Napster was a cool sounding name and "What do you mean you can just download
the song?" was quite a common question. Early attempts at building sites had
you looking as much at yahoo and msn rankings as Google :) Then there were a
plethora of search engines trying to secure niches, and they couldn't be
ignored, then Google started buying everything and we were hearing about how
awesome it was to work at their place and about the history of starting in a
garage and how the underdogs with the cool motto had risen to power. Then
adsense became big and people realised you could make money by letting them
advertise on your site, and people thought 'wow', but by that time everything
had already become much much more cut-throat. People were starting to question
whether they would link to your site without 'a reciprocal' \- suddenly words
like 'reciprocal' meant something to the owner of a camp-site in southern
England. Things started to get very competative, and 'rankings' were really a
hot topic. Around this time, article marketing spawned millions of spam
article directories and content-creation bots. There were tons of spam link
directories where bots could post links. All anchor text was keyphrased up to
the teeth, and everyone was into SEO. SEO for Google - nobody "optimised" for
the other sites.
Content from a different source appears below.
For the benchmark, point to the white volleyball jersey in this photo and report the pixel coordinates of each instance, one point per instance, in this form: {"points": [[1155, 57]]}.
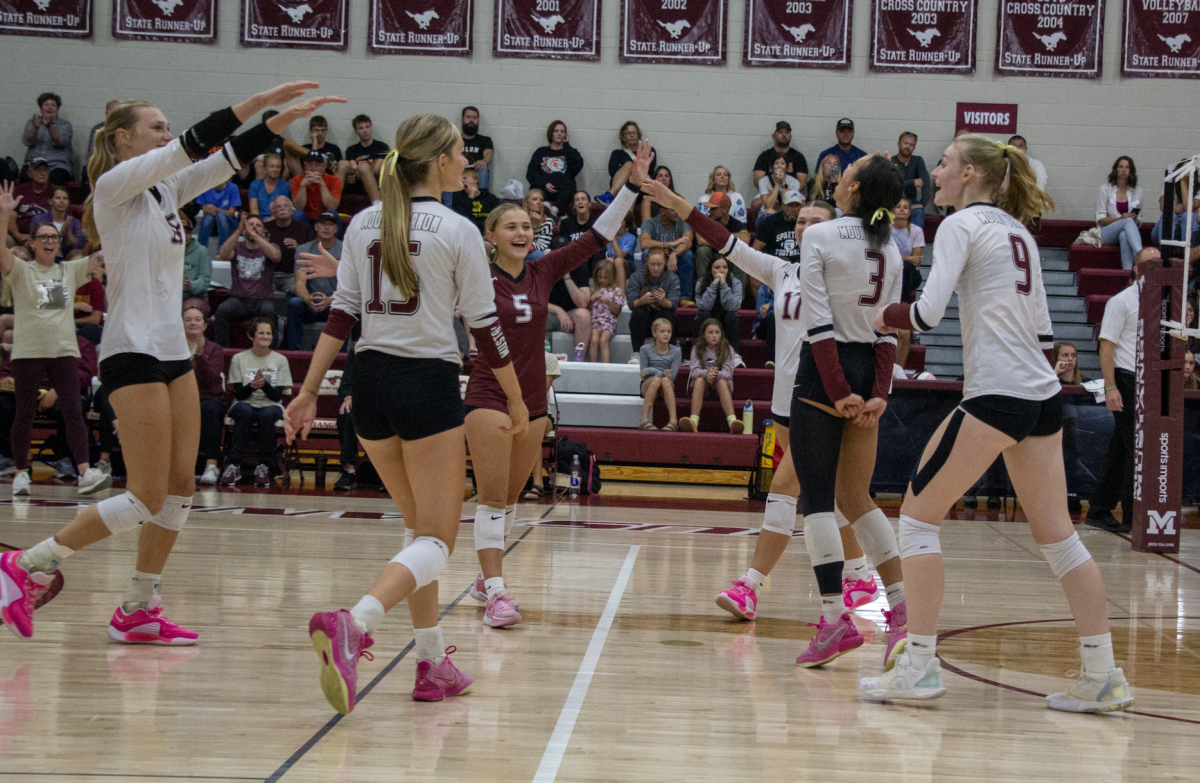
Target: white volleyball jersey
{"points": [[135, 205], [451, 267], [989, 258]]}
The controversy was largely around which browser would win,
not which search engine - everyone knew that would be Google. By mid 2000's it
was basically just Google, people had stopped really caring about the others.
The only blips on the radar now seem to be Yandex in Russia and of course
Baidu. Apart from them and the possibility of a small portion of traffic being
taken if yahoo and bing ever merge, the internet is basically governed by
Google now, and it's increasingly clear that they wield more power than many
governments - a supra-national self-regulating power that can make or break
any business at will. that's a scary amount of power to have given anyone.

------
explorador
Oh yes keep the web "free", alive, but very few seem to understand Google is
stealing the freedom from the moment THEY said want to make a -better web-.
Who? them. How? the way they like it. Thanks for trying but you are trying
just too dm hard. Suddenly a lot of rules are being dictated by G around what
it's good and what's not.

------
bojander
Great retrospective, we shouldn't take google so easily, they are big players
and should be watched closely... great read

------
Zamera
Fun read and well explained, you have some good points there.